Nadamos hacia las aguas superficiales para nuestra parada de seguridad y pasamos por estrechas salientes cubiertas de corales de copa y corales de abanico, mientras un grupo de calamares de arrecife nos observaban a una corta distancia. Para nuestro siguiente buceo, nos dirigimos hacia South Point en el extremo opuesto de Klein para vivir una experiencia completamente diferente. Descendimos hasta los 33 metros (110 pies), donde nos seguían varias barracudas grandes mientras admirábamos una pared inclinada completamente llena de esponjas de vaso y árboles de coral negro.

Al día siguiente nos dirigimos a Westpunt para bucear en dos de los puntos más famosos de Curazao y, aunque la mayoría de los operadores de buceo de la isla realiza viajes allí regularmente, al parecer teníamos toda el área para nosotros. Watamula no se parecía en nada a lo que habíamos visto en Eastpunt o Klein. El paisaje marino del lugar estaba compuesto principalmente de corales duros, con tantos corales en forma de pilar que algunas áreas se parecían a torres de helado derritiéndose. Una variedad de morenas observaban desde el arrecife mientras bancos de peces roncadores y candiles serpenteaban por allí.

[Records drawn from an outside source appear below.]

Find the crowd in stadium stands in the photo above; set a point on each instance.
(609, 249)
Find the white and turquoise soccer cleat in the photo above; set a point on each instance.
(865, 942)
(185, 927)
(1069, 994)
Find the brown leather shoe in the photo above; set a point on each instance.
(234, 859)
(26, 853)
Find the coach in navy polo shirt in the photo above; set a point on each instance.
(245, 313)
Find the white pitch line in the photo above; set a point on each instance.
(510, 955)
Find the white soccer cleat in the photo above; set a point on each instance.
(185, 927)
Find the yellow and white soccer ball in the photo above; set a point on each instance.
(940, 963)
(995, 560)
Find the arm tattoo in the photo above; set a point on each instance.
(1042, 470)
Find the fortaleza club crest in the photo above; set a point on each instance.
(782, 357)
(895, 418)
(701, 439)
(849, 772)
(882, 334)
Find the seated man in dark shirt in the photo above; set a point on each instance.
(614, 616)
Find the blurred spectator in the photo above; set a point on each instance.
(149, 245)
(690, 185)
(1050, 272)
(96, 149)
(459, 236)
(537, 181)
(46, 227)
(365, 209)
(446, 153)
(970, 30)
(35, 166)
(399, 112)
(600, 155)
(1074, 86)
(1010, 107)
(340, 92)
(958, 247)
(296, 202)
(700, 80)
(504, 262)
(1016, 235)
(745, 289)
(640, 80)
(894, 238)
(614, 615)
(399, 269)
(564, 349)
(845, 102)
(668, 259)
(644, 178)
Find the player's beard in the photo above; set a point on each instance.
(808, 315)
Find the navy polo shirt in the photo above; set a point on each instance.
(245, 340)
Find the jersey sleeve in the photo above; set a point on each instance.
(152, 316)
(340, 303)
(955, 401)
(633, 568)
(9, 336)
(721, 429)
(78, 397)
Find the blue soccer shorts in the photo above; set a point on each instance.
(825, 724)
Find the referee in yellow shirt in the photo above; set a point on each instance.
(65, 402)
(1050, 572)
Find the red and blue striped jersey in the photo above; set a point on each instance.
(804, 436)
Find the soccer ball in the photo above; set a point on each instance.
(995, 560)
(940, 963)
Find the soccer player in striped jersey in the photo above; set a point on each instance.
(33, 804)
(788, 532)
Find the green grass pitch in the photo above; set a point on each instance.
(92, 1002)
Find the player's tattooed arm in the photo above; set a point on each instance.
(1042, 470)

En ocasiones, tortugas verdes se reúnen en las aguas superficiales cerca de
los muelles de pesca, con la esperanza de recibir algún tentempié
Salimos a la superficie y nuestro capitán preguntó: "¿quieren ver algo interesante durante su intervalo de superficie?" Sabíamos que no debíamos rechazar una oferta como esa y la embarcación se dirigió a un muelle cercano donde había varios barcos pesqueros pequeños amarrados. En uno de ellos, un pescador limpiaba una pila de bultos plumosos. "¿Qué diablos son esas cosas?", pregunté. "Peces león", respondió el capitán. Un momento más tarde, observamos confundidos como un grupo de personas que practicaban snorkeling pasaba junto a nosotros, gritándose unas a otras con exaltación. Estoy completamente a favor de limitar la propagación de esta especie invasiva, pero resulta extraño que los turistas estén tan alegres al ver cadáveres de pescado. Miré al capitán inquisitivamente y él se rió y dijo: "mire hacia abajo". Dirigimos la mirada hacia el agua cristalina justo cuando cuatro tortugas verdes pasaban nadando por allí. La tortuga más pequeña cargaba un trozo de branquia de pescado grande como su cabeza.

Jamás se ha visto a dos personas ingresar al agua tan rápido. Una hora más tarde (o tal vez fueron dos horas), después de obtener nuestra dosis de fotografías de tortugas y debatir calurosamente si debíamos molestarnos en realizar otro buceo o no, volvimos a subir al barco.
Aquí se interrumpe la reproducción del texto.